Shakespeare materials constitute the most comprehensive potential multimedia archive in the humanities – not only are print and illustrative materials copious, but there is now a hundred-year film record, culminating in a recent wave of superb productions from Branagh's Henry V to Shakespeare in Love. Building the archive and devising new protocols for the performance archives of the future are compelling goals for our project. But equally compelling is the goal of using such collections to make possible new kinds of discussion, conversation, and collaboration, enriched by rapid and comparative access to materials across all media.

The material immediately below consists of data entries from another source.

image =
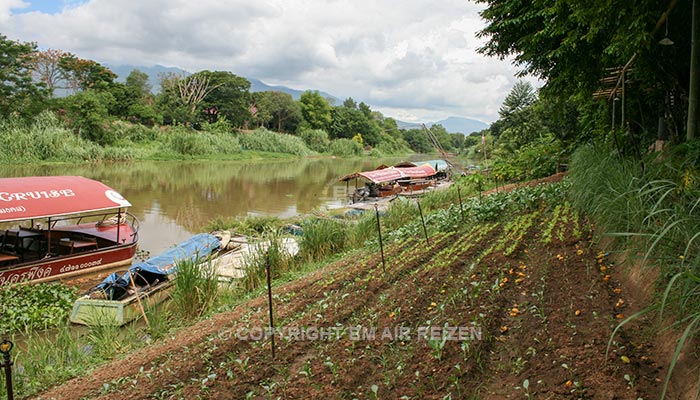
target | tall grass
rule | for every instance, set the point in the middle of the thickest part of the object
(322, 237)
(263, 140)
(345, 148)
(654, 206)
(270, 249)
(46, 139)
(196, 288)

Many MIT humanities projects, including pioneering work in foreign language and culture and in comparative media studies, share the Shakespeare Project's vision of "the archive in the classroom," combining the creating of digital collections with an intense focus on the use of digital resources in teaching and research. Collectively, we are transforming teaching and research in the humanities. The present moment, in which the d'Arbeloff Fund and the iCampus initiative have nurtured groundbreaking new work, and in which the OpenCourseWare project commands worldwide attention, holds the promise of greatly extending the impact of our work, and extending recognition of MIT as a center of innovation not only in science and technology, but in the humanities as well.